In
september 2013 werden wij door twee gebeurtenissen herinnerd aan een berg op
Java, de "Goenoeng Gedeh"
bij Soekaboemie (150 km ten zuiden van Jakarta).
Bob Woldringh Sr., onze pater
familias, voor het schilderij van de Goenoeng Gedeh.
Eerst was
er het overlijden van onze pater familias, Bob Woldringh Sr., wiens 90ste
verjaardag we over enige maanden zouden gaan vieren. Hij gaf het grote
schilderij van de Gedeh terug dat
jarenlang in mijn ouderlijk huis had gehangen. Het "Het Gouden Land"
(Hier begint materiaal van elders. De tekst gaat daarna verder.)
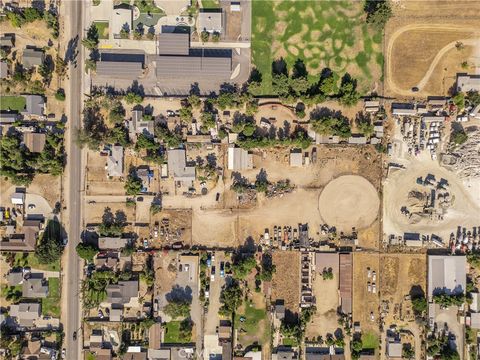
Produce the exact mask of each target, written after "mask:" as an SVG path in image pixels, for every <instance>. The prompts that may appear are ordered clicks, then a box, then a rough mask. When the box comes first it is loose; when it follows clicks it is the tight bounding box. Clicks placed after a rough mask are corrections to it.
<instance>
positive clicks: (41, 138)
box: [23, 132, 47, 153]
mask: <svg viewBox="0 0 480 360" xmlns="http://www.w3.org/2000/svg"><path fill="white" fill-rule="evenodd" d="M46 140H47V136H46V134H44V133H34V132H24V133H23V143H24V144H25V146H26V148H27V149H28V150H30V152H32V153H41V152H42V151H43V149H44V147H45V142H46Z"/></svg>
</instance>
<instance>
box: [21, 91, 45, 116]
mask: <svg viewBox="0 0 480 360" xmlns="http://www.w3.org/2000/svg"><path fill="white" fill-rule="evenodd" d="M23 97H24V98H25V102H26V106H25V110H24V111H22V114H24V115H27V116H31V117H42V116H44V114H45V100H44V98H43V96H41V95H24V96H23Z"/></svg>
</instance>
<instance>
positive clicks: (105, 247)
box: [98, 236, 130, 250]
mask: <svg viewBox="0 0 480 360" xmlns="http://www.w3.org/2000/svg"><path fill="white" fill-rule="evenodd" d="M129 243H130V239H129V238H122V237H110V236H102V237H99V238H98V248H99V249H100V250H121V249H123V248H124V247H125V246H127V245H128V244H129Z"/></svg>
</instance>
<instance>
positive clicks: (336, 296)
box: [305, 269, 339, 339]
mask: <svg viewBox="0 0 480 360" xmlns="http://www.w3.org/2000/svg"><path fill="white" fill-rule="evenodd" d="M320 271H321V270H320V269H319V272H318V273H317V276H316V277H315V280H314V281H313V294H314V296H315V297H316V299H317V304H316V306H317V312H316V313H315V315H313V317H312V321H311V322H310V323H309V324H308V325H307V330H306V333H305V336H306V337H307V338H316V337H318V336H322V337H323V338H324V339H325V336H326V334H333V333H334V332H335V330H337V328H338V327H339V325H338V316H337V308H338V306H339V295H338V272H337V273H335V275H334V278H333V279H331V280H323V278H322V276H321V273H320Z"/></svg>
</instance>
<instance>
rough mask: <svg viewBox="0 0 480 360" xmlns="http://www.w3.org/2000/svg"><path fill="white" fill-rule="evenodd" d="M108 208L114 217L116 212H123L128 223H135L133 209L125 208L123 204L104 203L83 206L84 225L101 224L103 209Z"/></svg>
mask: <svg viewBox="0 0 480 360" xmlns="http://www.w3.org/2000/svg"><path fill="white" fill-rule="evenodd" d="M106 208H109V209H110V211H111V212H112V213H113V214H114V215H115V213H116V212H117V211H119V212H123V213H124V214H125V216H126V217H127V222H128V223H133V222H135V207H127V206H125V203H123V202H111V203H108V202H105V203H93V204H88V203H87V204H85V210H84V214H85V223H86V224H100V223H101V222H102V217H103V214H104V213H105V209H106Z"/></svg>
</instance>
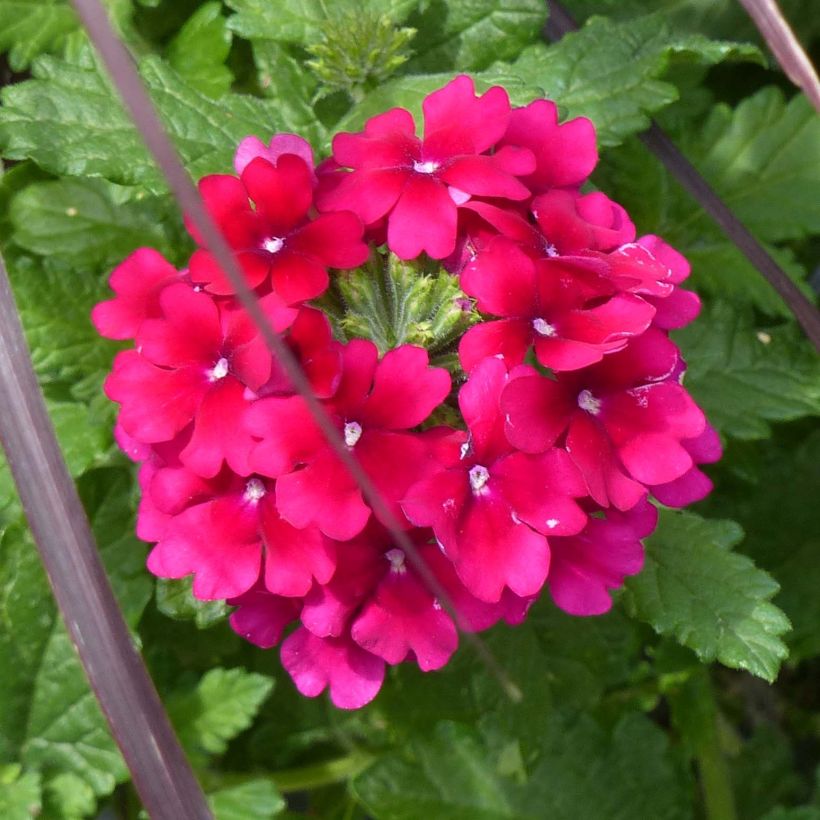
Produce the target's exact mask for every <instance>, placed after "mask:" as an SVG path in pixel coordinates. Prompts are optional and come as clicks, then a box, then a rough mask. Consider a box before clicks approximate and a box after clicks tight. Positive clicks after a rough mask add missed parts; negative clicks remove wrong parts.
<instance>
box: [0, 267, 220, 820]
mask: <svg viewBox="0 0 820 820" xmlns="http://www.w3.org/2000/svg"><path fill="white" fill-rule="evenodd" d="M0 384H2V385H3V388H2V392H0V440H2V443H3V449H4V450H5V452H6V457H7V458H8V462H9V465H10V467H11V471H12V474H13V476H14V480H15V482H16V483H17V489H18V491H19V494H20V500H21V502H22V504H23V509H24V511H25V514H26V518H27V519H28V522H29V525H30V526H31V531H32V533H33V534H34V540H35V541H36V543H37V548H38V550H39V552H40V557H41V559H42V561H43V566H44V567H45V570H46V574H47V575H48V579H49V582H50V584H51V588H52V590H53V591H54V597H55V598H56V600H57V605H58V606H59V608H60V612H61V614H62V616H63V620H64V621H65V624H66V627H67V628H68V633H69V635H70V636H71V640H72V641H73V642H74V646H75V648H76V649H77V652H78V653H79V655H80V659H81V661H82V664H83V666H84V667H85V672H86V675H87V676H88V680H89V682H90V683H91V687H92V689H93V690H94V693H95V695H96V696H97V700H98V701H99V702H100V706H101V707H102V710H103V713H104V714H105V717H106V719H107V720H108V725H109V726H110V727H111V732H112V734H113V735H114V739H115V740H116V742H117V745H118V746H119V747H120V750H121V751H122V754H123V757H124V758H125V762H126V764H127V765H128V768H129V769H130V770H131V773H132V775H133V778H134V785H135V787H136V789H137V791H138V792H139V795H140V798H141V800H142V802H143V805H144V806H145V808H146V810H147V811H148V814H149V815H150V816H151V817H152V818H154V820H208V818H211V813H210V810H209V809H208V806H207V804H206V802H205V797H204V795H203V794H202V790H201V789H200V788H199V784H198V783H197V781H196V778H195V777H194V774H193V772H192V771H191V768H190V766H189V765H188V761H187V760H186V759H185V754H184V752H183V751H182V747H181V746H180V745H179V741H178V740H177V738H176V736H175V735H174V730H173V729H172V728H171V724H170V723H169V721H168V717H167V715H166V714H165V710H164V709H163V707H162V703H161V702H160V699H159V697H158V695H157V692H156V689H154V685H153V683H152V681H151V678H150V677H149V675H148V671H147V670H146V668H145V665H144V664H143V662H142V658H141V657H140V656H139V653H138V652H137V650H136V649H135V648H134V645H133V643H132V641H131V636H130V635H129V633H128V627H127V626H126V624H125V621H124V620H123V617H122V613H121V612H120V609H119V606H118V605H117V601H116V599H115V598H114V594H113V592H112V591H111V585H110V584H109V582H108V578H107V577H106V574H105V570H104V569H103V566H102V563H101V562H100V557H99V553H98V552H97V547H96V544H95V543H94V537H93V535H92V534H91V530H90V528H89V525H88V520H87V519H86V516H85V512H84V510H83V506H82V503H81V502H80V499H79V497H78V495H77V491H76V489H75V487H74V482H73V481H72V480H71V477H70V475H69V473H68V470H67V469H66V465H65V462H64V461H63V457H62V454H61V453H60V448H59V445H58V444H57V439H56V438H55V435H54V428H53V427H52V425H51V420H50V419H49V417H48V413H47V412H46V406H45V402H44V400H43V396H42V393H41V392H40V388H39V386H38V384H37V379H36V377H35V375H34V369H33V367H32V364H31V357H30V355H29V352H28V348H27V347H26V342H25V338H24V336H23V328H22V326H21V325H20V319H19V317H18V314H17V309H16V306H15V303H14V296H13V295H12V292H11V286H10V284H9V280H8V276H7V275H6V269H5V266H4V264H3V260H2V258H0Z"/></svg>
werd geschilderd door C. Dake in 1920 en werd in datzelfde jaar aangeboden aan
grootvader Conradus Woldringh door het personeel van de Nederlands Indische
Handelsbank.
De tweede
gebeurtenis was een bezoek aan Henriette van Raalte-Geel, schrijfster van het
boek "Mogen we altijd in dít kamp blijven?" (2005. Mozaïek,
Zoetermeer). Een interview met
haar werd kort geleden uitgezonden op de Nederlandse TV door de VPRO in het
programma "Andere Tijden".
In haar
boek beschrijft zij hoe zij, in augustus 1942, met haar moeder en twee zusjes
in een kar vanuit een bergdorp naar Buitenzorg rijdt om er geinterneerd te
worden: "Na een volgende bocht
kijken we uit over de rijstvelden. De schittering van de natte sawah's kronkelt
als een zachtblauw lint in horizontale terrassen dwars door de droge, groene
ladangs (rijstvelden). Aan de einder wuiven palmbomen.
Terwijl we voortsukkelen, klimt de
zon steeds hoger. De wind is gaan liggen. De top van de berg Goenoeng Gedeh in
de verte krijgt een blauwe schijn, naarmate de zon hoger komt."
De
schrijfster is even oud als ik, heeft in vergelijkbare kampen in Bandoeng en
Batavia gezeten, heeft vergelijkbare dingen beleefd, maar heeft zóveel meer
herinneringen! In haar boek schrijft ze erover vanuit het gezichtspunt van een
kind, d.w.z. van iemand die denkt (pagina 66) "....dat het leven in een Japans kamp hét leven is." Zij vervolgt:
"Dat dit leven in vervallen,
verwaarloosde barakken mensonterend is, beseffen we niet. Dat luizen ongedierte
zijn en dat we in onhygiënische omstandigheden leven, beseffen we evenmin. Dat
moeder en zoveel andere vrouwen zich vernederd voelen, dringt niet tot ons
door."
Dit boek is
géén aanklacht tegen wat "de Jap" ons heeft aangedaan. Het is een
eerbetoon aan onze moeders. Het is tot nog toe het enige kampboek dat ik in
zijn geheel heb kunnen uitlezen.
In het
laatste gedeelte beschrijft Henriette van Raalte de repatriëring op het
stoomschip "Nieuw Amsterdam". Dezelfde herinneringen komen bij mij
boven. En ook het lichtgevende
water in de badkamer toen mijn moeder het licht uitdeed en met haar hand door
het water roerde? (waarschijnlijk afkomstig van de Zeevonk of Noctiluca scintillans). Ook herinner ik
mij vliegende vissen en de woestijn die ik vanuit de ziekenboeg door een
patrijspoort kon bekijken (waarschijnlijk toen we aanmeerden in de baai vanSuez).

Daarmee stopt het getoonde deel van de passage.